If your model is 170bn 4-bit parameters, you have 85 Gbytes that has to be loaded into the CPU or GPU; if those parameters are on the other side of a 400 Mbps port, that takes 85 Gbyte / 400 Mbps = 1700 seconds = 28 minutes and 20 seconds.
If you don't have sufficient real RAM or VRAM, the entire model has to be re-loaded for each step of the process.
Assuming no looping (looping makes it longer) and no compartmentalisation in the network structure (if you can make it so an entire fragment might be not-activated, you have the possibility of skipping loading that section; I've not heard of any architecture that does this, it would be analogous to dark silicon or to humans not using every brain cell at the same time (outside of seizures)).
OpenLLM in comparison focuses more on building LLM apps for production. For example, the integration with LangChain + BentoML makes it easy to run multiple LLMs in parallel across multiple GPUs/Nodes, or chain LLMs with other type of AI/ML models, and deploy the entire pipeline on Kubernete (via Yatai or BentoCloud).
Suppose I’ve written code that calls the OpenAI API. Is there some library that helps me easily switch to a local/other LLM. I.e a library that (ideally) provides the same OpenAI interface for several models, or if not then at least the same interface.
OpenLLM plan to provide an OpenAI-compatible API, which allows you to even use OpenAI's python client to talk to OpenLLM, user just need to change to Base URL to point to your OpenLLM server. This feature is working-in-progress.
I like the idea of having a standard API for interacting with LLMs over the network. Many models need to run on beefy hardware and would benefit from offloading to a remote (possibly self-hosted) server, and I think makes logical sense to separate the code for running LLMs from the UI for accessing them.
It would be great to have this, but the space is rapidly moving and haven't converged on a set of uniformly accepted practices yet. For example, I'm not aware of a single open source LLM that has something similar to OpenAI's function calls.
Looks great! I'm planning to integrate it into my new project(to-chatgpt: https://github.com/SimFG/to-chatgpt), which will provide users of the ChatGPT applications with a wider range of LLM service options.
OpenLLM is adding a OpenAI-compatible API layer, which will make it even easier to migrate LLM apps built around OpenAI's API spec. Feel free to join our Discord community and discuss more!
Though only related to topic wrt LLMs: It seems LLMs occasionally mix up CJK vocabularies and also generate invalid UTF-8 sequences, due to CJK texts having overlapping code points and inputs being processed by tokenizer. Are there developments in that directions? Aren't CJK ideograms essentially tokens?
What is the license like for this? Correct me if I'm wrong, but I think the official Llama has a license that allows research use. Would this have a similar restriction if it had the same model architechture but different parameters?
OpenLLM itself is under Apache 2 license, which does NOT restrict commercial use. However, OpenLLM as a framework can be extended to support other LLMs which may come with additional restrictions.

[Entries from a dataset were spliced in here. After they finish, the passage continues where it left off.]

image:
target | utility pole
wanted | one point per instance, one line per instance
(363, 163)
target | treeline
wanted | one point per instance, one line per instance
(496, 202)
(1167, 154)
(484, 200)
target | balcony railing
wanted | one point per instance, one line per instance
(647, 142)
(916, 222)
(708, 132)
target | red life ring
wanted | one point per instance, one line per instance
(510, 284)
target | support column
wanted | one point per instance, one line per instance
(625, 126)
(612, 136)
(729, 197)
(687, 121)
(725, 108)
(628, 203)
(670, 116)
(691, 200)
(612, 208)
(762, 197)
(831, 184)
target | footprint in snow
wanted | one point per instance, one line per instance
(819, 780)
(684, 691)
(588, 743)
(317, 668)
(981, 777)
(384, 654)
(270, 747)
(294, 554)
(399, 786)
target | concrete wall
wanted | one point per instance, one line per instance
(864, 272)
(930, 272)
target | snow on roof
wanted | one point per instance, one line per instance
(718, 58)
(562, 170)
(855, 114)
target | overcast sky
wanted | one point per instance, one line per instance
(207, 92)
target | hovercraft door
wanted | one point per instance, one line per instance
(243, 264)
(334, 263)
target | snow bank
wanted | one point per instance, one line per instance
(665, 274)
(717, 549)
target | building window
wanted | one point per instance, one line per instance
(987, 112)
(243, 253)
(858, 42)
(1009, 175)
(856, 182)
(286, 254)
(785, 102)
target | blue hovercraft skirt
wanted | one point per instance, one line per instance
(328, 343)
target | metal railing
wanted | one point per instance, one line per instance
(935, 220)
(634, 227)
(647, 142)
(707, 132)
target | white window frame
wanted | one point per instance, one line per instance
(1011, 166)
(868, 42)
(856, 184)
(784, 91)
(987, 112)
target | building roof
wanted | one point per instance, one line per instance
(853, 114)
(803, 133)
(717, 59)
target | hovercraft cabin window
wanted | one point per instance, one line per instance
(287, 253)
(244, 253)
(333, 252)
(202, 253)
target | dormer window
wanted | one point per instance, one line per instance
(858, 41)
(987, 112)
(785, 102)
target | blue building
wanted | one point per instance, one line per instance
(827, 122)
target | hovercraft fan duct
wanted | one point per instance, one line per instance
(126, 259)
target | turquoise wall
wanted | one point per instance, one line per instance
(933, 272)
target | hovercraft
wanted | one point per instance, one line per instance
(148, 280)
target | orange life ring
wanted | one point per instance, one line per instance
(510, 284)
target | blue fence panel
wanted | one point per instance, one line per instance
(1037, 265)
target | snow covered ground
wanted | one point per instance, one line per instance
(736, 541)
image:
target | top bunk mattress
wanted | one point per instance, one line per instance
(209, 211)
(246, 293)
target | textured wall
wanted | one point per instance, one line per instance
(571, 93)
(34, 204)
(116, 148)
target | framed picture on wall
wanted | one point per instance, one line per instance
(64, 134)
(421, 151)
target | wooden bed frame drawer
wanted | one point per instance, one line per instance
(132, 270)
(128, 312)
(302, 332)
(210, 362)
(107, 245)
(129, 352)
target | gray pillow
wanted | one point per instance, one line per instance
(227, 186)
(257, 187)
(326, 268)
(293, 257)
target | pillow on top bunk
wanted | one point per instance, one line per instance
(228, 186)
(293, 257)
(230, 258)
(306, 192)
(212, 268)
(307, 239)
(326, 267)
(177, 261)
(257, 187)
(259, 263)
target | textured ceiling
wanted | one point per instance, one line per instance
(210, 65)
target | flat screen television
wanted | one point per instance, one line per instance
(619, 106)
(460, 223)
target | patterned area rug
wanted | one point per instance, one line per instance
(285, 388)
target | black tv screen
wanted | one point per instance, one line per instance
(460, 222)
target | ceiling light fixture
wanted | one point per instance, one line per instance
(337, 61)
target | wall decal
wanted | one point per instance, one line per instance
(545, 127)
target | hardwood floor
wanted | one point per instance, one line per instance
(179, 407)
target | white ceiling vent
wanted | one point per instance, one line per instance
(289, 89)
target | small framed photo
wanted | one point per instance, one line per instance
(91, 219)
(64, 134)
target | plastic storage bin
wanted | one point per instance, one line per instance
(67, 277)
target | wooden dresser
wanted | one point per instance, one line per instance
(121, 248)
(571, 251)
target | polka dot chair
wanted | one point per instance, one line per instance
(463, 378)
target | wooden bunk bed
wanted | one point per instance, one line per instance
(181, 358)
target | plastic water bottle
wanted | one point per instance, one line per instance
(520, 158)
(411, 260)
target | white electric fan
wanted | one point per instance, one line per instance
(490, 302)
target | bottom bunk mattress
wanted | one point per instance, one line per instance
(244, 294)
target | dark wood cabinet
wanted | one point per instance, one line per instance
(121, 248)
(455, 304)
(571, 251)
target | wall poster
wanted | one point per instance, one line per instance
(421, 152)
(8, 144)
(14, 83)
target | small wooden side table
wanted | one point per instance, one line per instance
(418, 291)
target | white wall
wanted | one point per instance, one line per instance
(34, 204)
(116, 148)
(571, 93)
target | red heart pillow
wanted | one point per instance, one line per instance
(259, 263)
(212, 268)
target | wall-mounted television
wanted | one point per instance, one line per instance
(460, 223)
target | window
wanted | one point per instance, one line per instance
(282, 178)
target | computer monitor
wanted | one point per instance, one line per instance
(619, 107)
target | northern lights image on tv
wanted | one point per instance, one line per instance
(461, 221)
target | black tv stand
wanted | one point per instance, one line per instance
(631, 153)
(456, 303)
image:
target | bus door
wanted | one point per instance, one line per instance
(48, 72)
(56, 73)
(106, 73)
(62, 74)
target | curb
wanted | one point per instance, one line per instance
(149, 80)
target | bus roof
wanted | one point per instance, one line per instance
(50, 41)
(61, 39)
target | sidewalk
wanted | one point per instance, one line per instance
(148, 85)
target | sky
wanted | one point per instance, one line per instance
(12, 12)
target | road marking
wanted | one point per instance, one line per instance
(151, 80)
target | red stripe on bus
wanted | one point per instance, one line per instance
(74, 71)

Question: for someone that wants to play around with self-hosted text generation but has a crap laptop – are there any hosting providers (like a VPS) where I can run open source models?
Check out BentoML, which is the underlying serving framework used by OpenLLM, and it supports other type of models and modality such as images and videos.
Think of the model as a gigantic compiled binary where you send in strings in a certain format and get back a response. This is a web API wrapper for that so you only need an HTTP client instead of having to run something like llama.cpp yourself.